Will try take a look later today. @mo-tenstorrent any more details on your the repro case? Is there a public test case I could run, if not would you be able to post an 'anonymized' backtrace of what the other threads in your process are doing at the time of the hang?
Our repo is public https://github.com/tenstorrent/tt-metal and our fork of tracy is a submodule to it.
Our fork is slightly modified but I have tried compiling with the latest on wolfpld/tracy/master
and still run into the same hang.
Building with ENABLE_TRACY=1 and running any of our unit tests can cause the hang. However, it might be too much to get the test up and running there so I have attached a backtrace dump of the hang.
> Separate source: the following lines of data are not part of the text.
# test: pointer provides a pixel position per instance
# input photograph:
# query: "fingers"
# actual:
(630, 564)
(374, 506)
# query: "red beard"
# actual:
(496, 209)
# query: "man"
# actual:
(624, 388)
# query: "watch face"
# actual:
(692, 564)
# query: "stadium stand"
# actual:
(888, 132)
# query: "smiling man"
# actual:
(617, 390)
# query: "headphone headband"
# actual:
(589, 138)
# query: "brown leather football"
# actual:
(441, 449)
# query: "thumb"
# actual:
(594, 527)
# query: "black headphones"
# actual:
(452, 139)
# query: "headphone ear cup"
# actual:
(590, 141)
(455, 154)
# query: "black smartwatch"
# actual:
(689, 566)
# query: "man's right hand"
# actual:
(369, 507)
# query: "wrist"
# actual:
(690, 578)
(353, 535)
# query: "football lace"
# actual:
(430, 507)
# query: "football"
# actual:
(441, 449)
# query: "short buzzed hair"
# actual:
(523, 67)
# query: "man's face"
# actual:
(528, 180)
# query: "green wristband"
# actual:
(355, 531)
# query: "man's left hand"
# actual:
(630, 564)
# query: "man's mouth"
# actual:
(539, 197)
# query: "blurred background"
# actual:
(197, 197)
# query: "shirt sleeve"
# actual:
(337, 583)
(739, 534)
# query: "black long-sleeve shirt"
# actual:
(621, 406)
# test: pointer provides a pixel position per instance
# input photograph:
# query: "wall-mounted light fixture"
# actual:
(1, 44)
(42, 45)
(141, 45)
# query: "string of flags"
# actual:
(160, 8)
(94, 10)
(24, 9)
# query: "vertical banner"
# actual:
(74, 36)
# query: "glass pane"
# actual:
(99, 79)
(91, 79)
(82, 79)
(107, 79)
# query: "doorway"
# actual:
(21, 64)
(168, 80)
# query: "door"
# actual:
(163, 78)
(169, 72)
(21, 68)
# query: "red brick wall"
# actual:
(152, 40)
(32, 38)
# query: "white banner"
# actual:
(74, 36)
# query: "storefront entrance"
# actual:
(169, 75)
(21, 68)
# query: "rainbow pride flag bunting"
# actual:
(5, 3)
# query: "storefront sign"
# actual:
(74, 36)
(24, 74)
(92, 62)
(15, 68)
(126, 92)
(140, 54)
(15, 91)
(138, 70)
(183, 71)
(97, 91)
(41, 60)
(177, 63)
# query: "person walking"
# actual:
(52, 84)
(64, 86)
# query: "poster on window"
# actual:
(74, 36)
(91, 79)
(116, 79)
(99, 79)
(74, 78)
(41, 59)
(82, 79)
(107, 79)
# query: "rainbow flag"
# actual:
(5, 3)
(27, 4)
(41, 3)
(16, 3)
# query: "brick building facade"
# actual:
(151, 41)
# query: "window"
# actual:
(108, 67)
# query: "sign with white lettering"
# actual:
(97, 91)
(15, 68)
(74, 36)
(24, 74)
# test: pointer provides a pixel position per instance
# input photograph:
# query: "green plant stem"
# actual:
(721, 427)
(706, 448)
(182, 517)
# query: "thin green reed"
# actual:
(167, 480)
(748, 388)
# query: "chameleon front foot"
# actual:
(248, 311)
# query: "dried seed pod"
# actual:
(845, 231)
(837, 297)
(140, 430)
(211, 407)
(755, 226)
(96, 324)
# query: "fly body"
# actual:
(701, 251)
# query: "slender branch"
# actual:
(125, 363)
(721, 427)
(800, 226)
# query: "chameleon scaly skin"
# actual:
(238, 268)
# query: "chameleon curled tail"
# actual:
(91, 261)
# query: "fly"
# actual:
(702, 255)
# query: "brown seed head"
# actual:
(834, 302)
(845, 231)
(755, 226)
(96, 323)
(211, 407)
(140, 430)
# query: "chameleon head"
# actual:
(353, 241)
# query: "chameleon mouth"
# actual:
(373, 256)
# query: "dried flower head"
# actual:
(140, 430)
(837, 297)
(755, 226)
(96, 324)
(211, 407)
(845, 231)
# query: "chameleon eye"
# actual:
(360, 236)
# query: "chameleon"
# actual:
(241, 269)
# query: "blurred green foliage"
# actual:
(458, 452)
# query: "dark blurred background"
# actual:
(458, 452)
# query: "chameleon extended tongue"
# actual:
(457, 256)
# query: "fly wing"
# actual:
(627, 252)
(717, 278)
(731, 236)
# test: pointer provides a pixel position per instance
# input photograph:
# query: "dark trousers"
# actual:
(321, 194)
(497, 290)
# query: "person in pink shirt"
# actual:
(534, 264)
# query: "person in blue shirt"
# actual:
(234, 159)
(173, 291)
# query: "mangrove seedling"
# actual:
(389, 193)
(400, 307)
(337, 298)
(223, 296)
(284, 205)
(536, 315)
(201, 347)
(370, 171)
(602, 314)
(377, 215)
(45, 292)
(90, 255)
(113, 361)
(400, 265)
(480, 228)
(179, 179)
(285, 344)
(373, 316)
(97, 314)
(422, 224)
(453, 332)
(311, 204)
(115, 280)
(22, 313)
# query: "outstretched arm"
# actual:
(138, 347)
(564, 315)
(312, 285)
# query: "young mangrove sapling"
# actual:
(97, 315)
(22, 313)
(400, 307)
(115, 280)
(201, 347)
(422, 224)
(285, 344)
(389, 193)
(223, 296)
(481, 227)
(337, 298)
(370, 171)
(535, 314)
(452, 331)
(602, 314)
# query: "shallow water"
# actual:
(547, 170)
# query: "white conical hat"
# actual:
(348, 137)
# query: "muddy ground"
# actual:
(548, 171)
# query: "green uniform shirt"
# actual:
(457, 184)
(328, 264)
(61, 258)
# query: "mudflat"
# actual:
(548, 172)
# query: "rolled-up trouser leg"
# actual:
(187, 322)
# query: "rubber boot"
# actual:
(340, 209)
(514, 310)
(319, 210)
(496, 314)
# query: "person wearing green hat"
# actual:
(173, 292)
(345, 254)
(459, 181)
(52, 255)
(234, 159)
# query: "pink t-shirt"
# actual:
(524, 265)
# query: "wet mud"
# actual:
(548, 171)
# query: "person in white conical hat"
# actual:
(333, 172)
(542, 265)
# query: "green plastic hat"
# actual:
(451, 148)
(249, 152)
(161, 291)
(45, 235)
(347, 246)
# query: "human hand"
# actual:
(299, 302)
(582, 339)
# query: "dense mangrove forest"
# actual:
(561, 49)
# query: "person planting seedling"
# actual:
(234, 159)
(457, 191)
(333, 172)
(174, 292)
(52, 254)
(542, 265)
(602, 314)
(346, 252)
You can see Thread 33, TracySysWorker is in nanosleep.
Unfortunately I wasn't able to repro the same type of hang when having sys trace enabled in our codebase which has TRACY_USE_IMAGE_CACHE enabled. I'll try to setup your repro, but it does look like it has a few dependencies there that are going to be difficult to install on any system I have access to right now.
Looking at the callstacks you have there it appears that thread 36 and 34 are block both in loader code, but I'm unsure why. I'm not 100% sure if calling dladdr inside a dl_iterate_phdr callback might be problematic, so maybe I can try moving that out, but I'll need a hang repro first.
I assume you are unblocked with by not defining TRACY_USE_IMAGE_CACHE ?
Yeah we have disabled it for now.
I should say that this is intermittent. Roughly 20-30% of the starts run into it. Did 500+ runs without image_cache and no hags.
If there are diffs you want me to try I can do that. It is fairly easy to reproduce or confirm a fix.
@mo-tenstorrent: would you mind testing your repro with this patch: https://github.com/wolfpld/tracy/pull/783/commits/28244ab9b85d6e4337855bd3894a06a6dbff3030 ? Unfortunately I still haven't managed a repro with the original code. If my theory is correct, the deadlock is caused by dladdr() attempting to acquire a lock in the loader while another one was being held by dl_iterate_phdr() at the same time as other shared object loading is happening.
If my theory is correct, the deadlock is caused by dladdr() attempting to acquire a lock in the loader while another one was being held by dl_iterate_phdr() at the same time as other shared object loading is happening.
7e8961d2f may be relevant.
The patch fixes the issue. More than 1000 attempts and no hangs, while consistently failing within the first 20 attempts without the patch.
Thanks
Thanks for testing. I've tagged the PR for review.
The patch fixes the issue.
Merged, closing.
The following define is causing a hang at process start.
https://github.com/wolfpld/tracy/blob/a1a7e63d93e3cad9497f9f37838956bbff2af3a8/public/client/TracyCallstack.cpp#L94
The process gets stuck in the infinite loop here:
https://github.com/wolfpld/tracy/blob/a1a7e63d93e3cad9497f9f37838956bbff2af3a8/public/client/TracySysTrace.cpp#L1151
Couldn't investigate further how image cache is not letting sys trace worker loop to not let go.